Their answer is piped into a dedicated Slack channel, #registrations, which gives us a live feed of new signups and, crucially, how they discovered Ahrefs. Sam, our VP of Marketing, regularly uses this feed to work out the percentage of total signups that can be attributed to his YouTube content.

If I head to #registrations and run a search for signups that mentioned “youtube”, we can see over 34,000 people that directly attributed their discovery of Ahrefs to Sam’s video content:

We can use this to estimate content marketing ROI: if 33% of all respondents in a given month attribute their signing up to YouTube, it would be fairly reasonable to assume that 33% of all signups came from YouTube, and that 33% of all new revenue should be attributed to our video content efforts.

If we assume a theoretical monthly revenue of $300,000, and that 1,000 of a total 3,000 signups could be attributed to “YouTube”, we can plug these values into our formula for a return on content of $100,000:

(33% of signups attributed to content * $300,000) = $100,000

This method will underreport the number of signups generated (people might misspell YouTube, or say “videos” instead, or most likely, not answer the question at all). The relationship between new signups and new revenue might also be more complicated than we assume here (if you have lots of free users, for example).

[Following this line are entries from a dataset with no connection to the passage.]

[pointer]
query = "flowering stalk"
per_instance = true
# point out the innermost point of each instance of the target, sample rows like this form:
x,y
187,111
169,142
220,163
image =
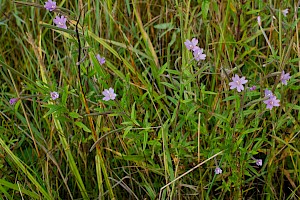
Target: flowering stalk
x,y
264,34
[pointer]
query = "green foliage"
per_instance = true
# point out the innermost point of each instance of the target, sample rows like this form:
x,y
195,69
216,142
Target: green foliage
x,y
174,120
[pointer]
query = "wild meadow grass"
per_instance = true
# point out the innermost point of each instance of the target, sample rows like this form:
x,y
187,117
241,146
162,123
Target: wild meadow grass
x,y
161,99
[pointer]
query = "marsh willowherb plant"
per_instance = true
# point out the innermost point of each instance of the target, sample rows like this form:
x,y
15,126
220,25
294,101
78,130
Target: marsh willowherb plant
x,y
191,45
238,82
13,101
218,170
197,51
268,93
271,102
54,95
252,88
258,162
198,54
60,21
109,94
259,20
284,77
50,5
285,12
100,59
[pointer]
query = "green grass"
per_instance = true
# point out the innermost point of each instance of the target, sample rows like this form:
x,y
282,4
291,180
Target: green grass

But it has the benefit of making it easy to compare to other marketing channels. If I search for “google” in the same #registration channel, I see 94,000 mentions—bigger than Sam’s 34,000 YouTube mentions:

(Although he’s definitely catching up…)

Final thoughts

There are tons of ways to measure content marketing ROI, and none of them are perfect. But for practical purposes, they don’t need to be.

Metrics, like content marketing ROI, are most useful as directional indicators. Instead of obsessing over perfect calculations, it’s better to choose a simple methodology, stick to it consistently, and see how it changes over time.